Nikkei Index Decline
The Nikkei 225 fell over 6% on March 10, 2026, marking a significant downturn in the Japanese stock market. This decline is attributed to rising crude oil prices, which surged above $118, and a stronger dollar that has increased import bills for fuel and raw materials.
The impact of these factors has raised inflation risks and squeezed profit margins for companies in Japan. As a result, the Nikkei index is now in a technical correction, having fallen over 10% from its recent peak.
In response to the escalating energy crisis, the G-7 energy ministers are planning to meet to discuss the potential release of oil reserves. This meeting comes as traders across Asia have sold off risk assets, pricing in weaker growth and stickier prices.
Notably, some stocks have reacted positively to the news of the G-7 meetings.
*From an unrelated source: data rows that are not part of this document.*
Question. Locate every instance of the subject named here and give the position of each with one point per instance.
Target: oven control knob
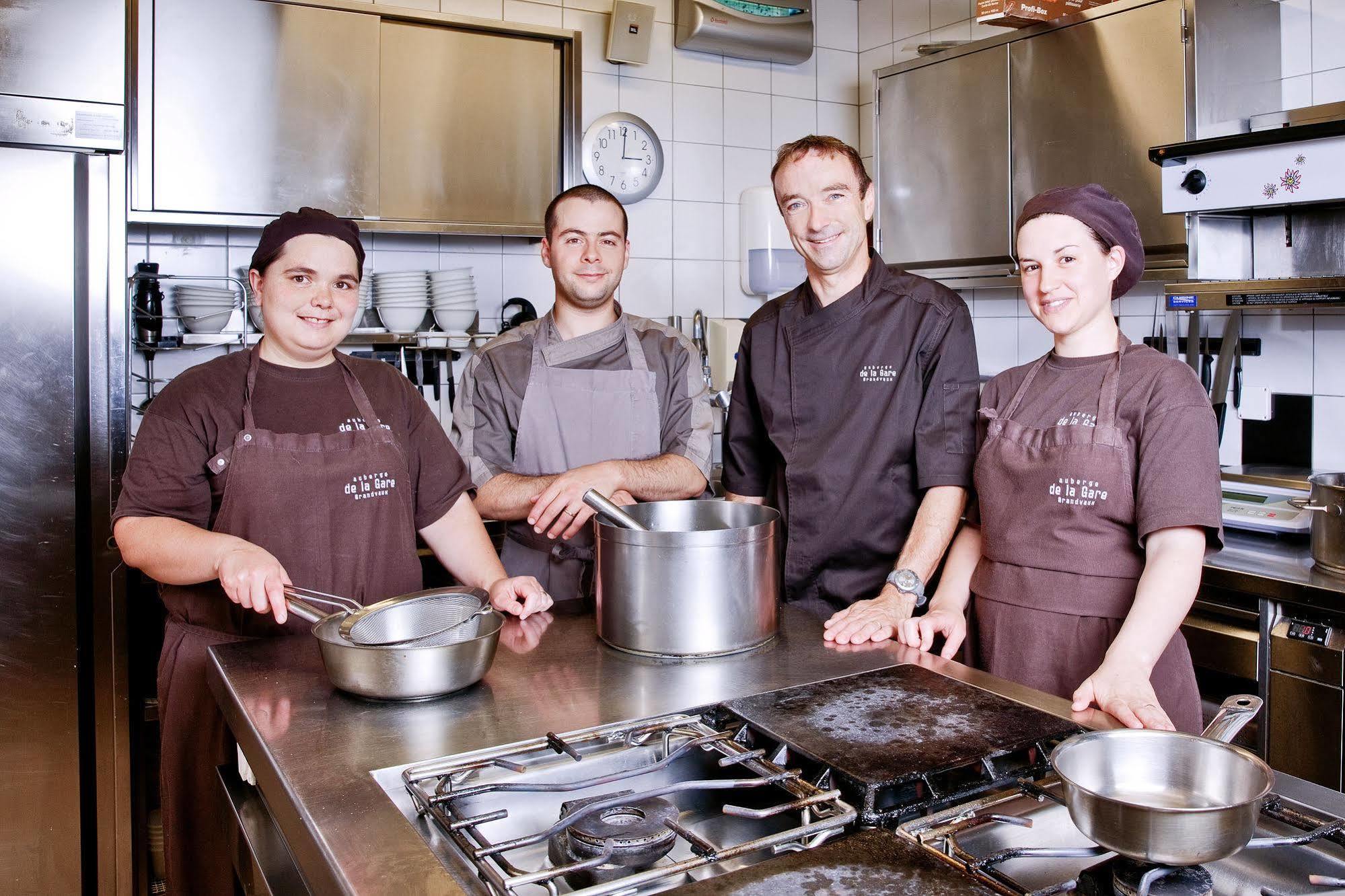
(1195, 181)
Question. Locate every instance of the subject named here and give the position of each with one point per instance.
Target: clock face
(623, 155)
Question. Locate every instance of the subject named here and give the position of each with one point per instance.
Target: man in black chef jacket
(856, 399)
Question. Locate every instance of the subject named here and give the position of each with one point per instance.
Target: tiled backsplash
(1303, 353)
(1312, 50)
(720, 120)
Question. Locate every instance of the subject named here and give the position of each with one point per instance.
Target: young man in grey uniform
(587, 398)
(855, 403)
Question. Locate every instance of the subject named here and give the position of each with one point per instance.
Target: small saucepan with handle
(1168, 797)
(409, 671)
(1327, 504)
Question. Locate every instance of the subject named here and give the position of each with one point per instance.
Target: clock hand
(623, 150)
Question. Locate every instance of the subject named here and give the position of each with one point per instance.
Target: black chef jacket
(852, 411)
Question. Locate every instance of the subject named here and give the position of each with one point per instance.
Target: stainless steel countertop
(312, 749)
(1274, 568)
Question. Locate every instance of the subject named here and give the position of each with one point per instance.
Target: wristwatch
(908, 583)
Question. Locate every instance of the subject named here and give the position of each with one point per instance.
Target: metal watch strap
(918, 593)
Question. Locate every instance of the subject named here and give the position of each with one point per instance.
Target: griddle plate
(872, 863)
(896, 724)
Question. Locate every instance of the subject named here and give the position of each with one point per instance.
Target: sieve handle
(304, 611)
(614, 515)
(323, 598)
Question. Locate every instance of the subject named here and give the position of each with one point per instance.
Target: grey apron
(572, 418)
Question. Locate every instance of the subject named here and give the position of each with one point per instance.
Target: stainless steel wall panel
(42, 244)
(470, 126)
(943, 163)
(1238, 64)
(1089, 100)
(63, 49)
(260, 108)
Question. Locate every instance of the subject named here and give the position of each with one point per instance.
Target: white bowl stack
(401, 299)
(453, 299)
(205, 309)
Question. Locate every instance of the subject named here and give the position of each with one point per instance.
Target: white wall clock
(623, 155)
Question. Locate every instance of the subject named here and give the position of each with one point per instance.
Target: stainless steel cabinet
(1305, 730)
(264, 107)
(42, 293)
(969, 135)
(463, 131)
(404, 120)
(943, 162)
(1091, 99)
(61, 50)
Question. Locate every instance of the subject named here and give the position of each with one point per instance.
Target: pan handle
(1307, 504)
(1235, 712)
(599, 502)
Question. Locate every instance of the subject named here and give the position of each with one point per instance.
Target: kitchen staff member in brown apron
(1098, 486)
(284, 465)
(855, 403)
(587, 398)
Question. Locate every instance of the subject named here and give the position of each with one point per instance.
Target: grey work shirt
(849, 412)
(490, 399)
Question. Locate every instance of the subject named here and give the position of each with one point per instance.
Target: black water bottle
(149, 305)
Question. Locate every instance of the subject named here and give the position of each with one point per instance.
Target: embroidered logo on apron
(357, 424)
(1078, 419)
(370, 486)
(877, 373)
(1085, 493)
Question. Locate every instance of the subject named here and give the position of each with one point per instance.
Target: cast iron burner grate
(1114, 876)
(902, 742)
(693, 800)
(873, 863)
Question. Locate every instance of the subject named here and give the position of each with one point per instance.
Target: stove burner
(638, 831)
(1142, 879)
(641, 827)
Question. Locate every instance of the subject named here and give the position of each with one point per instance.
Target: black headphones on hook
(525, 314)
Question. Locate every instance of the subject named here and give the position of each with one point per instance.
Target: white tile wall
(720, 120)
(1303, 353)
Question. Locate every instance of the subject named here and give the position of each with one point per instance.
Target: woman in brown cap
(1098, 490)
(288, 463)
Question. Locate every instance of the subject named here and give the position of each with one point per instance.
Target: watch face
(623, 157)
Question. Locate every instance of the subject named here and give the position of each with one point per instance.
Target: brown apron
(336, 512)
(572, 418)
(1058, 507)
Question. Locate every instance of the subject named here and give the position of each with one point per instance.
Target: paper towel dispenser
(778, 32)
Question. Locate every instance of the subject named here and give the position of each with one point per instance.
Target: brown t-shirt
(1164, 412)
(198, 415)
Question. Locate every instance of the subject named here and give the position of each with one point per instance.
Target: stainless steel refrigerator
(63, 710)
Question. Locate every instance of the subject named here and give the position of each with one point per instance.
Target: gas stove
(894, 782)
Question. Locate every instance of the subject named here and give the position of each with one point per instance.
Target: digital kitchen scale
(1257, 497)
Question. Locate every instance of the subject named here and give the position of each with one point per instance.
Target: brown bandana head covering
(1109, 217)
(296, 224)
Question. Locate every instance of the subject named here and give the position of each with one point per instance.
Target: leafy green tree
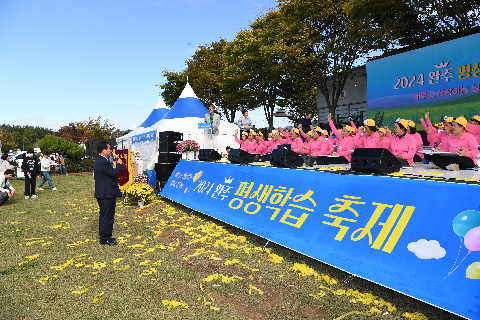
(91, 129)
(206, 72)
(173, 87)
(412, 22)
(25, 137)
(7, 139)
(329, 45)
(54, 144)
(259, 59)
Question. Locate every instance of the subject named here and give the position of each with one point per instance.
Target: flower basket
(140, 193)
(188, 145)
(140, 178)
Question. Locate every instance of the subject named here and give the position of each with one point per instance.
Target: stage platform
(384, 228)
(416, 171)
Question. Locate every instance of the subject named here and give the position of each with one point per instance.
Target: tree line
(301, 46)
(75, 133)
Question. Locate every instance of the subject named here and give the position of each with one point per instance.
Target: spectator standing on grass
(244, 123)
(4, 165)
(6, 189)
(31, 171)
(61, 163)
(306, 123)
(106, 191)
(45, 164)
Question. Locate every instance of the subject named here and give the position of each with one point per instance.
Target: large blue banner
(419, 237)
(150, 135)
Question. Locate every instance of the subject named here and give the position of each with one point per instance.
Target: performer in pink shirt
(431, 137)
(286, 136)
(412, 130)
(460, 142)
(296, 141)
(251, 142)
(383, 140)
(447, 130)
(330, 141)
(403, 146)
(242, 142)
(305, 150)
(275, 141)
(474, 127)
(318, 146)
(344, 144)
(262, 145)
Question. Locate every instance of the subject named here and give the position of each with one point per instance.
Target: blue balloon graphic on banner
(465, 221)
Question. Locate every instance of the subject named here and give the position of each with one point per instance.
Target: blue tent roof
(186, 107)
(155, 116)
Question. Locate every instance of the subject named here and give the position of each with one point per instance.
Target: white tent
(184, 116)
(156, 115)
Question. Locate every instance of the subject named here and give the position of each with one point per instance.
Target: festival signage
(419, 237)
(443, 79)
(203, 125)
(151, 135)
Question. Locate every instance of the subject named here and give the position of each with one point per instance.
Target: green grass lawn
(171, 263)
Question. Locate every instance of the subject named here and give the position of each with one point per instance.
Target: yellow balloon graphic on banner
(473, 271)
For instance, Lasertec‘s stock jumped 10.7%, while Fujikura saw a 10% increase in its stock price.
Higher energy costs pose a significant threat to both profit margins and consumer demand in Japan, leading to increased volatility in the market. Investors are advised to avoid chasing weakness and consider quality names with strong pricing power.
As the situation unfolds, volatility is expected to rise as traders continue to reprice growth and inflation. Today’s drop in the Nikkei index will likely keep risk premia elevated in the near term.
Details remain unconfirmed regarding the full implications of the G-7 meeting and its potential impact on oil prices and the broader market.